Efficient algorithms exist to solve the Lyapunov equations and compute the transformation $\mathbf{T}$. In CompreSSM, we exploit this structure dynamically during training rather than as a post-hoc compression step.

In summary, balanced truncation provides a rigorous, principled method to compress a state-space model while retaining its dominant dynamics. Hankel singular values serve as an intuitive "energy ranking" of the states, guiding which dimensions can be safely truncated.

In-Training Reduction

When training SSMs with gradient descent, the state matrices are updated incrementally. Understanding how the Hankel singular values evolve under these updates is crucial for safe early reduction of state dimensions.

Intuitively, in-training truncation is valid if:

We can track the importance of each state dimension continuously during training.
Dimensions initially identified as negligible remain relatively unimportant.
The cumulative contribution of the least important dimensions stays small compared to the total system energy.

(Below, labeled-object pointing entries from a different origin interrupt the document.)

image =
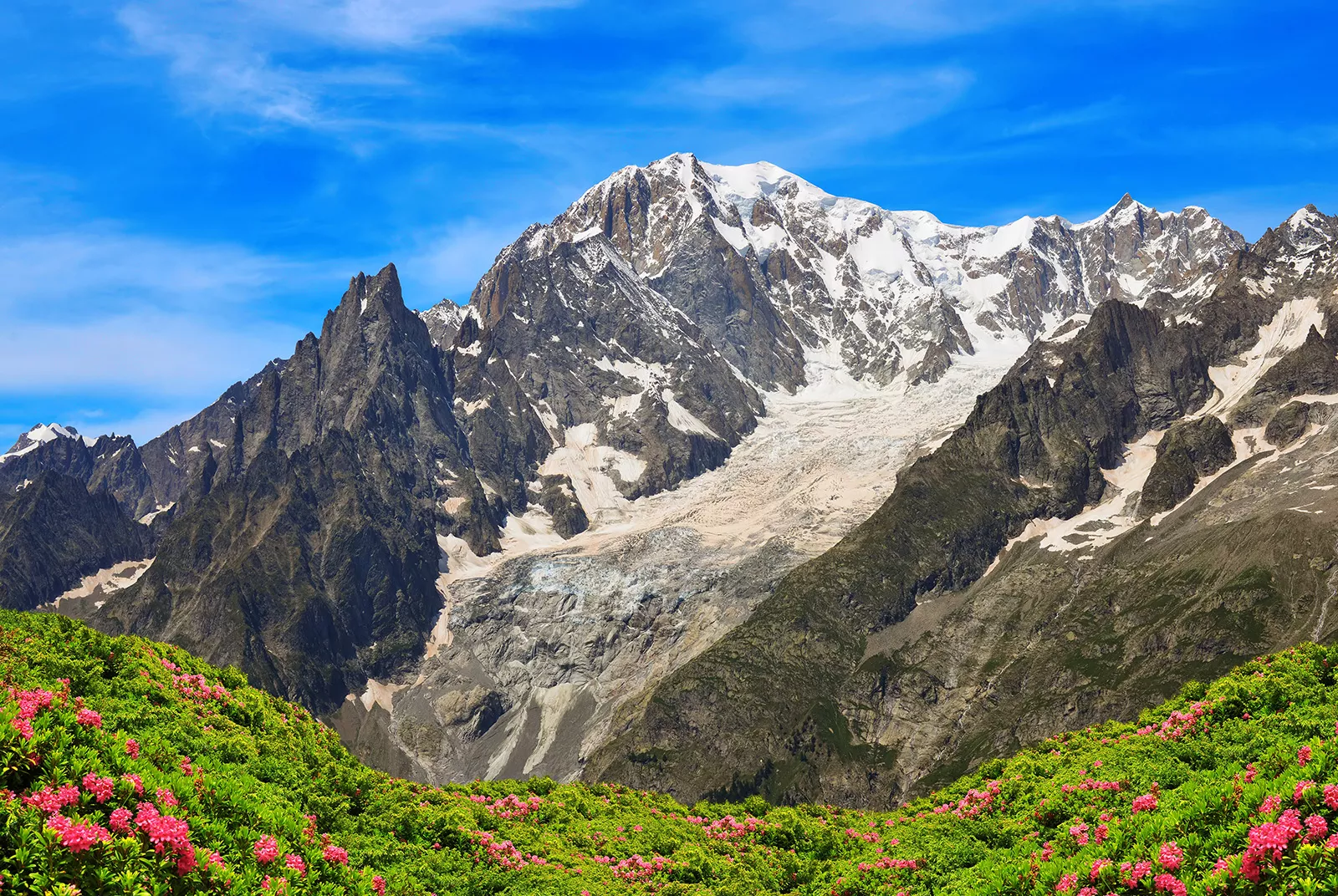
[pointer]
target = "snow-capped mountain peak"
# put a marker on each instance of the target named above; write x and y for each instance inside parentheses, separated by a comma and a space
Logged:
(39, 435)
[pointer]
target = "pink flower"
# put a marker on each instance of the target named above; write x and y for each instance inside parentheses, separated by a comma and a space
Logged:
(100, 788)
(265, 849)
(1168, 884)
(78, 837)
(120, 820)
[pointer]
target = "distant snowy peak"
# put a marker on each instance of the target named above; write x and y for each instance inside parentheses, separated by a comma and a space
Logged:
(1309, 229)
(896, 293)
(39, 435)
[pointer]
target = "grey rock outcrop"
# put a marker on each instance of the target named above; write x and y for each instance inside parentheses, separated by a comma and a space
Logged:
(1187, 452)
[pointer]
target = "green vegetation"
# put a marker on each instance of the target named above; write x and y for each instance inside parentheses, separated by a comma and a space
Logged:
(134, 768)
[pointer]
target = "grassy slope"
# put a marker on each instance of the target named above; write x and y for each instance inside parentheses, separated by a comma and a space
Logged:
(258, 766)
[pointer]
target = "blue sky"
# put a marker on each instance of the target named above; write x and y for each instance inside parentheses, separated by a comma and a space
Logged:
(186, 186)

Hankel Singular Values Continuity

Mathematically, between gradient steps, the state matrices $(\mathbf{A},\mathbf{B},\mathbf{C})$ are perturbed:

$$ \mathbf{A}' = \mathbf{A} + \delta \mathbf{A}, \quad \mathbf{B}' = \mathbf{B} + \delta \mathbf{B}, \quad \mathbf{C}' = \mathbf{C} + \delta \mathbf{C} $$

The Hankel matrix $\mathbf{H}$ defined by: $$ \mathbf{H} = \sqrt{\mathbf{P}^{1/2} \mathbf{Q} \mathbf{P}^{1/2}} $$ is symmetric positive definite, and its eigenvalues are exactly the Hankel singular values. It is easy to see that $\mathbf{H}$ depends continuously on the system matrices $(\mathbf{A},\mathbf{B},\mathbf{C})$. Let $\mathbf{H}' = \mathbf{H} + \delta \mathbf{H}$ denote the post-update matrix.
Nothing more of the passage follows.